Housing Lab Welcomes Five Ventures to Fourth Annual Cohort
Oakland, CA - Terner Housing Innovation Labs announced today the fourth cohort of entrepreneurs admitted to its housing accelerator. The focus of the accelerator is to seed and grow ventures making homes and communities more affordable, accessible, and sustainable. The ventures selected for the 2023 Housing Lab Cohort are A New Way of Life Reentry Project, CredEvolv, Housing Connector, Kit Switch, and Revalue.io.
The five ventures will each receive $75,000 of seed funding and six months of intensive coaching and technical assistance to support their work. This year’s cohort, selected from more than 100 applicants, represents some of the most promising models to respond to the nation’s affordability crisis. The cohort members address racial inequity in access to stable housing and center sustainability and justice in the construction and renovation of housing.
The United States is experiencing spikes in every facet of the housing crisis, from homelessness to rental rates to home prices. The Housing Lab searches for solutions that can support system-wide change. “When housing news is so often demoralizing, the Housing Lab brings sparks of hope,” said Terner Housing Innovations Lab CEO Ben Metcalf. “In the accelerator, a rare blend of housing innovators bring lived experience, advocacy, and tenure in the public and private sector to tackle bottlenecks in housing systems that can have an outsized impact on entrenched problems.”
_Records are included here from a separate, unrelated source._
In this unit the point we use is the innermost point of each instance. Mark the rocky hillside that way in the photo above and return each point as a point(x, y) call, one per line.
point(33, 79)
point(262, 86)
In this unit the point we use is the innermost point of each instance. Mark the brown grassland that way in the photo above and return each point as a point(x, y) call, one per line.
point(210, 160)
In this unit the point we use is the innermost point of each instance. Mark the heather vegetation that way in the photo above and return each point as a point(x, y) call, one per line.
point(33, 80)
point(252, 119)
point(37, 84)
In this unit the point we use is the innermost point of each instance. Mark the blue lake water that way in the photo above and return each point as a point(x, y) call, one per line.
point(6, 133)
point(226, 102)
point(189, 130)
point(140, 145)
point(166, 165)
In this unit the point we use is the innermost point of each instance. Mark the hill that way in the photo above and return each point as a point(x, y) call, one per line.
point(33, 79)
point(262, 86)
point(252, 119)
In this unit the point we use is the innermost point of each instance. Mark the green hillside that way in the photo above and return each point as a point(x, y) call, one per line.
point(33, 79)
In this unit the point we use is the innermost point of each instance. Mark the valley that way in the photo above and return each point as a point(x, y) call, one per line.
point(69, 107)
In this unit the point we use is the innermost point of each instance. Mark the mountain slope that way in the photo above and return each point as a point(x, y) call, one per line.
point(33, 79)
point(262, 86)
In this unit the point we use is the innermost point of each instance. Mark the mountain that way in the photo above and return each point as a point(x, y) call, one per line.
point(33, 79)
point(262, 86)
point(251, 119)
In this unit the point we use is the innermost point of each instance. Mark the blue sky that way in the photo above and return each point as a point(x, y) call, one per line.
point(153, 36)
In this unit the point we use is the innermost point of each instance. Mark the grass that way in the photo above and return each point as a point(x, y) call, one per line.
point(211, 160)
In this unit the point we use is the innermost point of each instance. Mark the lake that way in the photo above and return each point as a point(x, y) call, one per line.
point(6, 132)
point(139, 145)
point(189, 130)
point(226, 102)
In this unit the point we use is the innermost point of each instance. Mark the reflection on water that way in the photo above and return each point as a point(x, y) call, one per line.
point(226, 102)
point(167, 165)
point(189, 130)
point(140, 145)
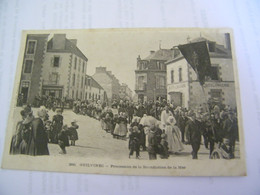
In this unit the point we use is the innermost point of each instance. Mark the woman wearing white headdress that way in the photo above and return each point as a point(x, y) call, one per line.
point(173, 136)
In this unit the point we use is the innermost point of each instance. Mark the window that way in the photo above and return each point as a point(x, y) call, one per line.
point(82, 79)
point(75, 63)
point(214, 73)
point(73, 80)
point(141, 83)
point(79, 64)
point(212, 47)
point(28, 66)
point(159, 65)
point(89, 80)
point(180, 74)
point(56, 61)
point(172, 76)
point(54, 78)
point(31, 47)
point(25, 84)
point(160, 82)
point(83, 67)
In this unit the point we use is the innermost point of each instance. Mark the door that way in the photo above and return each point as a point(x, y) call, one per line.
point(176, 98)
point(25, 90)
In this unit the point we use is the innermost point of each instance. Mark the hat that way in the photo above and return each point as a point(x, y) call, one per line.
point(58, 111)
point(65, 127)
point(191, 113)
point(74, 121)
point(42, 111)
point(163, 136)
point(27, 109)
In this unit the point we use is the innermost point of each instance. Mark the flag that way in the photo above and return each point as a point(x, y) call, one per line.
point(197, 56)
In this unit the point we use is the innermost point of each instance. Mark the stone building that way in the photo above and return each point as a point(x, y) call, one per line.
point(125, 93)
point(64, 69)
point(150, 75)
point(93, 90)
point(108, 82)
point(31, 76)
point(54, 67)
point(183, 87)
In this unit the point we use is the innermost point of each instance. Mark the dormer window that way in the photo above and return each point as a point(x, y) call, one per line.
point(31, 47)
point(212, 46)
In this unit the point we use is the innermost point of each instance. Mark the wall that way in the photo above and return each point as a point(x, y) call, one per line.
point(38, 57)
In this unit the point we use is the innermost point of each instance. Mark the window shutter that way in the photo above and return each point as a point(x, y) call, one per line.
point(52, 61)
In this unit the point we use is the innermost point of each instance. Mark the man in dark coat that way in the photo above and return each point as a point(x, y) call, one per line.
point(57, 123)
point(193, 130)
point(182, 120)
point(38, 142)
point(152, 143)
point(230, 127)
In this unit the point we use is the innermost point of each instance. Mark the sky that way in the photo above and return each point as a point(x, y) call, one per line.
point(118, 49)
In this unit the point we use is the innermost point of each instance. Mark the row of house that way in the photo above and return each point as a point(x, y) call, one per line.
point(57, 67)
point(166, 74)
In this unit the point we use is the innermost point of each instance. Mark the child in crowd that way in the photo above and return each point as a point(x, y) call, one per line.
point(73, 134)
point(164, 147)
point(134, 145)
point(63, 140)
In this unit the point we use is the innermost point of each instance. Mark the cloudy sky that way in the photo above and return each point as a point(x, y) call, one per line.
point(118, 49)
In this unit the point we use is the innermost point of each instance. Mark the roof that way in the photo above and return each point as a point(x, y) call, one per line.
point(69, 47)
point(94, 83)
point(161, 54)
point(220, 50)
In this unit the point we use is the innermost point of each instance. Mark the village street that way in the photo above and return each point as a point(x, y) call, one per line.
point(94, 142)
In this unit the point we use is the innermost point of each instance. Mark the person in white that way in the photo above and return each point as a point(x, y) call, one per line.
point(166, 113)
point(173, 136)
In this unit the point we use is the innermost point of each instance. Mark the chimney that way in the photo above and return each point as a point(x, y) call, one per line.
point(101, 69)
point(59, 41)
point(74, 41)
point(227, 41)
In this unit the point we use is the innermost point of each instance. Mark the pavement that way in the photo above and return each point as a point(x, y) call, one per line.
point(95, 142)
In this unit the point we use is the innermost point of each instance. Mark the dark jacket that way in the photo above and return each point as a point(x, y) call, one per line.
point(193, 130)
point(38, 141)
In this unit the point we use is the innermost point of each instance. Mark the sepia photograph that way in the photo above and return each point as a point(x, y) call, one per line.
point(161, 102)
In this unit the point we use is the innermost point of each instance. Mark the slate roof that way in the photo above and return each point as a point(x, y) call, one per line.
point(220, 51)
point(94, 83)
point(161, 54)
point(69, 47)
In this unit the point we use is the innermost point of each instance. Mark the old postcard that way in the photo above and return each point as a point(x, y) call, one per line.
point(159, 102)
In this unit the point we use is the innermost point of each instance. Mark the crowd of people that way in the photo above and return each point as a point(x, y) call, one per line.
point(33, 133)
point(160, 128)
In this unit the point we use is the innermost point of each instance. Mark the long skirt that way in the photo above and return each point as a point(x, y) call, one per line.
point(173, 139)
point(120, 129)
point(102, 122)
point(177, 140)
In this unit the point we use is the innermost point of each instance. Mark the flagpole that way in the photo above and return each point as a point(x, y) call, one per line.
point(205, 96)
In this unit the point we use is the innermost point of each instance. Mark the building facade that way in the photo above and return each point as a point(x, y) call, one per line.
point(184, 89)
point(54, 67)
point(125, 93)
point(31, 76)
point(93, 91)
point(150, 75)
point(108, 82)
point(64, 69)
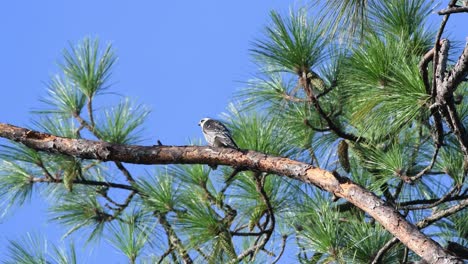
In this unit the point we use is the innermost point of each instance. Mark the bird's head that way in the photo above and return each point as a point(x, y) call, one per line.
point(203, 121)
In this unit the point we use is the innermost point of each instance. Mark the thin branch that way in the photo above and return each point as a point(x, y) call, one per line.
point(307, 123)
point(284, 238)
point(332, 182)
point(378, 257)
point(458, 72)
point(411, 179)
point(431, 201)
point(441, 214)
point(423, 69)
point(443, 199)
point(90, 112)
point(452, 10)
point(260, 244)
point(308, 89)
point(88, 182)
point(437, 46)
point(458, 249)
point(165, 254)
point(124, 171)
point(174, 240)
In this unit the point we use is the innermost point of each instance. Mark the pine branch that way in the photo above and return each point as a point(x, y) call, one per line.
point(330, 181)
point(88, 182)
point(452, 10)
point(422, 224)
point(174, 240)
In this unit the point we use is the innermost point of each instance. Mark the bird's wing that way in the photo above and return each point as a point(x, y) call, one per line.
point(222, 135)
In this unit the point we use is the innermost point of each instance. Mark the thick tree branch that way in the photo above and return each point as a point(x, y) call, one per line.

As part of a three-year collaboration between the Housing Lab and the Wells Fargo Foundation, the 2023 cohort continues a focus on furthering organizations and businesses that support sustainability and resiliency through housing construction, including innovations in carbon reduction and energy efficiency.
Founded four years ago, The Housing Lab has previously worked with 17 ventures, nearly two-thirds of which have been led by people of color. Past ventures have gone on to raise over $400 million and improve outcomes for more than 50,000 people looking to find housing, pay a mortgage, or build credit. The Housing Lab is unique among accelerator programs in that it works with a variety of organizations and models—including housing developers, nonprofits, venture-backed companies, and programs of existing organizations—all of which have thrived after participating in the program.
Additional information on the five ventures selected for the 2023 Cohort
- A New Way of Life Reentry Project (Los Angeles, CA) - Facilitates the reentry of formerly incarcerated women by providing housing and services through their Sisterhood Alliance for Freedom and Equality (SAFE) Housing Network. The network has developed 41 SAFE homes across 18 U.S. states and three sites in Africa.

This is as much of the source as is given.